Perhaps the nearest synonym of "liability" is "subjection" or "responsibility." As regards the latter word, a passage from Mr. Justice Day's opinion in McElfresh v. Kirkendall[1] is interesting:

The words "debt" and "liability" are not synonymous, and they are not commonly so understood. As applied to the pecuniary relations of the parties, liability is a term of broader significance than debt. * * * Liability is responsibility.

While the term in question has the broad generic connotation already indicated, no doubt it very frequently indicates that specific form of liability (or complex of liabilities) that is correlative to a power (or complex of powers)[2] vested in a party litigant and the various court officers. Such was held to be the meaning of a certain California statute involved in the case of Lattin v. Gillette.[3] Said Mr. Justice Harrison:

The word "liability" is the condition in which an individual is placed after a breach of his contract, or a violation of any obligation resting upon him. It is defined by Bouvier to be responsibility.[4]

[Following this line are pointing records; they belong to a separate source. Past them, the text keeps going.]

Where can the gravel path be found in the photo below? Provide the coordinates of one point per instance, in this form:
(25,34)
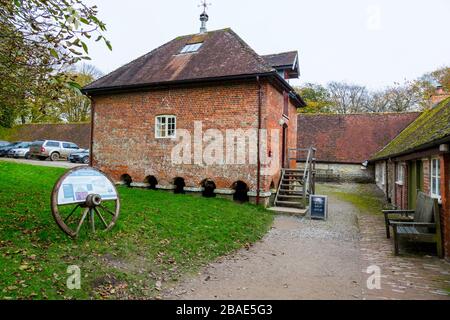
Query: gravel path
(298,259)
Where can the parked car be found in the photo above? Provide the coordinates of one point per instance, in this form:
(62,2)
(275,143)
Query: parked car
(22,150)
(80,157)
(52,149)
(4,150)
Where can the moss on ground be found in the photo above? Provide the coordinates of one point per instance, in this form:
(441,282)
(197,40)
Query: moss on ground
(365,197)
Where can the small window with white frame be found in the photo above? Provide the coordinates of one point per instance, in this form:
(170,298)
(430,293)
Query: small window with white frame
(435,178)
(165,126)
(400,173)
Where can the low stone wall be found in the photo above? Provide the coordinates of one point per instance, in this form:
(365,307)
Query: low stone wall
(339,172)
(265,198)
(79,133)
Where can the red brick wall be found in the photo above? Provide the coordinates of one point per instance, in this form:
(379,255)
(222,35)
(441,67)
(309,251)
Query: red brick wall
(124,130)
(273,112)
(445,208)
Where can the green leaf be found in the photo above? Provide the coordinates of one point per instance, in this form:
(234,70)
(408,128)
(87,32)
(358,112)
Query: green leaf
(85,48)
(108,44)
(54,53)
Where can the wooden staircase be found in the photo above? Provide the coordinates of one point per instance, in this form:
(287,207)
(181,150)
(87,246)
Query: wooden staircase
(296,185)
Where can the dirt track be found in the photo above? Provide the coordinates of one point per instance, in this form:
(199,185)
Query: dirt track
(298,259)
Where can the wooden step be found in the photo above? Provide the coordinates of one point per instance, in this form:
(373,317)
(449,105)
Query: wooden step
(289,211)
(288,203)
(294,175)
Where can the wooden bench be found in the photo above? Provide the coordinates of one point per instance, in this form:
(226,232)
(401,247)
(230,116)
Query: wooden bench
(420,225)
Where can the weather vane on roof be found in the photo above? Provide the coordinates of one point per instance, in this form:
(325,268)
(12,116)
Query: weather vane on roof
(205,5)
(204,17)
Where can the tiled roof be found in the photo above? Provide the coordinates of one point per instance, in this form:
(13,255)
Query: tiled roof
(222,54)
(281,59)
(432,126)
(351,138)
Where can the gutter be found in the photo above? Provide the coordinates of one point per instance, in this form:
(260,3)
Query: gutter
(258,177)
(298,101)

  1. (1873) 36 Ia., 224, 226.
  2. Compare Attorney General v. Sudeley (1896), 1 Q. B., 354, 359 (per Lord Esher: "What is called a 'right of action' is not the power of bringing an action. Anybody can bring an action though he has no right at all."); Kroessin v. Keller (1895), 60 Minn., 372 (per Collins, J.: "The power to bring such actions").
  3. 89 (1892) 95 Cal., 317, 319.
  4. We are apt to think of liability as exclusively an onerous relation of one party to another. But, in its broad technical significance, this is not necessarily so. Thus X, the owner of a watch, has the power to abandon his property—that is, to extinguish his existing rights, powers, and immunities relating thereto (not, however, his privileges, for until someone else has acquired title to the abandoned watch, X would have the same privileges as before); and correlatively to X's power of abandonment there is a liability in every other person. But such a liability instead of being onerous or unwelcome, is quite the opposite. As regards another person M, for example, it is a liability to have created in his favor (though against his will) a privilege and a power relating to the watch,—that is, the privilege of taking possession and the power, by doing so, to vest a title in himself. See Dougherty v. Creary (1866), 30 Cal., 290, 298. Contrast with this agreeable form of liability the liability to have a duty created—for example the liability of one who has made or given an option in a case where the value of the property has greatly risen.